Tampilnya SBY menjadi ketua umum justru bisa menimbulkan persepsi negatif dari publik. Pertama, Demokrat kekurangan kader. Kedua, rangkap jabatan di semua cabang kekuasaan tidak mencerminkan manajemen organisasi besar, tapi organisasi kecil.
"Partai lain sudah meninggalkan patronase kok Demokrat dimundurkan. Kalau itu halnya, jangan heran kalau long term terjadi huru-hara yang lebih besar mencabik-cabik Demokrat sendiri," ujarnya.
Pengamat Politik Hanta Yuda menengarai hasil KLB itu hanya akan efektif jangka pendek. Dalam arti, polemik di tubuh partai tentang ketua umum pengganti Anas Urbaningrum mereda.
Akan tetapi, hal itu berpotensi turbulensi dan gejolak internal di jangka panjang. "KLB memang antiklimaks, tapi jangka panjang, pilihan Pak SBY ini menteri loyalisnya mengambil posisi strategis mengancam partai, terjebak figuritas, bisa dikatakan mengganggu agenda demokratisasi dan kelembagaan partai Demokrat," ujarnya.
Menurutnya, tidak semua faksi di tubuh partai terakomodasi dengan tiga pejabat baru yang diumumkan SBY Minggu pagi ini. "Marzuki Alie diakomodir, tapi saya kira yang harus diantisipasi, kelihatan faksi Anas tidak diakomodasi," ujarnya.
Hanta menilai saat ini SBY memang bisa dijadikan patron pemersatu partai. Akan tetapi, SBY juga tidak mungkin terus menjadi magnet politik. "Pak SBY ini akan anti klimaks, tidak sekuat 2009. Kalau terjerembab dalam patronase ini, jangan-jangan usia partai ini tidak lebih panjang dari usia politik Pak SBY."
Menurut Pengamat Politik Yunarto Wijaya, hasil KLB ini juga menunjukkan pembersihan orang-orang Anas Urbaningrum dari struktur strategis partai. "Ini upaya SBY mengamankan dirinya dengan menarik orang terdekatnya di Partai Demokrat.
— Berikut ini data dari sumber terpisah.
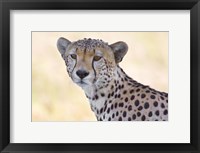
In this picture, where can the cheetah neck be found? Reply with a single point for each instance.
(98, 97)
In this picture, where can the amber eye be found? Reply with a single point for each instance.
(73, 56)
(97, 58)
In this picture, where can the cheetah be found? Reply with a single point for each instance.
(94, 66)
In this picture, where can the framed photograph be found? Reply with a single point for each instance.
(99, 76)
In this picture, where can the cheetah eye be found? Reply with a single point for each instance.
(73, 56)
(97, 58)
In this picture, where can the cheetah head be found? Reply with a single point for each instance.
(90, 61)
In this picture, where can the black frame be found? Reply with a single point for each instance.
(7, 5)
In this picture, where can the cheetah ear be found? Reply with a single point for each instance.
(120, 49)
(62, 44)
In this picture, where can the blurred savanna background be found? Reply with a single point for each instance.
(56, 98)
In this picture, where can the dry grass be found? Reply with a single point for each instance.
(56, 98)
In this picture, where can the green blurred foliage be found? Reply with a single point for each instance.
(56, 98)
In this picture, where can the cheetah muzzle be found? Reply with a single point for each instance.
(114, 96)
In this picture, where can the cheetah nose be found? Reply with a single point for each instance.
(82, 73)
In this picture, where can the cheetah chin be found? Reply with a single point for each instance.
(113, 95)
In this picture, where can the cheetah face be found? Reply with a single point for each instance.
(91, 62)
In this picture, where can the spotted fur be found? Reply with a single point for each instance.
(113, 95)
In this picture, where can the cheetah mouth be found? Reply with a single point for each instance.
(81, 82)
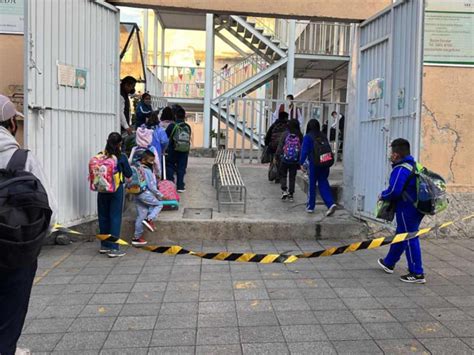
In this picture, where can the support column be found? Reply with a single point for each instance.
(290, 66)
(208, 79)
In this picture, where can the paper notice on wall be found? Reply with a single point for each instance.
(449, 32)
(69, 75)
(11, 16)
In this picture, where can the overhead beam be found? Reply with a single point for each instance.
(358, 10)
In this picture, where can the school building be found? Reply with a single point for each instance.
(393, 69)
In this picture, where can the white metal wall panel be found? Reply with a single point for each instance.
(65, 126)
(390, 49)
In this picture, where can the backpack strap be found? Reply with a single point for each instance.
(18, 160)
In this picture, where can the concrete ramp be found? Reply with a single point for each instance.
(267, 216)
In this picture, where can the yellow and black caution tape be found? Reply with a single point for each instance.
(280, 258)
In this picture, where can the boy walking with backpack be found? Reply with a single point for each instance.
(288, 154)
(402, 190)
(148, 202)
(179, 134)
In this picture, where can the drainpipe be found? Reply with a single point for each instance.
(290, 66)
(209, 76)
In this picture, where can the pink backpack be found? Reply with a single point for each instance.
(168, 189)
(103, 173)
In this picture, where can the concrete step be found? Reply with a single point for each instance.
(267, 216)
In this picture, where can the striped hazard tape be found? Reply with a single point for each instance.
(278, 258)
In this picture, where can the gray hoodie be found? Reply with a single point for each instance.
(8, 145)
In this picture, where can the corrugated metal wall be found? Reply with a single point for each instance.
(75, 122)
(389, 50)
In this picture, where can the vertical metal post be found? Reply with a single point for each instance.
(208, 78)
(290, 66)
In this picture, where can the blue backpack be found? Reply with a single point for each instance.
(291, 149)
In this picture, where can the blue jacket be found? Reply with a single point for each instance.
(405, 210)
(142, 113)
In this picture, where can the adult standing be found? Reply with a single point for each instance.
(318, 175)
(179, 134)
(16, 283)
(127, 87)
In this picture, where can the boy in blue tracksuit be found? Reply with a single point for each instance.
(402, 190)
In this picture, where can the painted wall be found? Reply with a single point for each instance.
(447, 139)
(334, 9)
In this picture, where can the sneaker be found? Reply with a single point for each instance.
(116, 254)
(412, 278)
(149, 224)
(386, 268)
(138, 242)
(331, 210)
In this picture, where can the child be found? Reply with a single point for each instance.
(144, 139)
(288, 154)
(402, 190)
(110, 205)
(318, 175)
(148, 203)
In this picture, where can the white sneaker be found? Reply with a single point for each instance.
(331, 210)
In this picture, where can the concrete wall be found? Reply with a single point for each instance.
(323, 9)
(447, 142)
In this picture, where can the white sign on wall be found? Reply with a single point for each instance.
(449, 32)
(11, 16)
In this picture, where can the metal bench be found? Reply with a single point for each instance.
(223, 156)
(229, 180)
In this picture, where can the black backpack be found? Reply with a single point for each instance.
(323, 155)
(25, 214)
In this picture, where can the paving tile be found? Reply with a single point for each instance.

Bukan kalkulasi rasional membuat partai ini ingin naik elektabilitasnya," ujarnya.
Menurutnya, ini juga menunjukkan paradoks lain SBY. SBY berpidato agar partai jangan tergantung personal, tetapi pengambilan keputusan partai masih harus melaluinya terlebih dahulu.
"Jangka panjang sepanjang partai masih sebatas fans club suatu saat akan menjadi partai kerdil," katanya.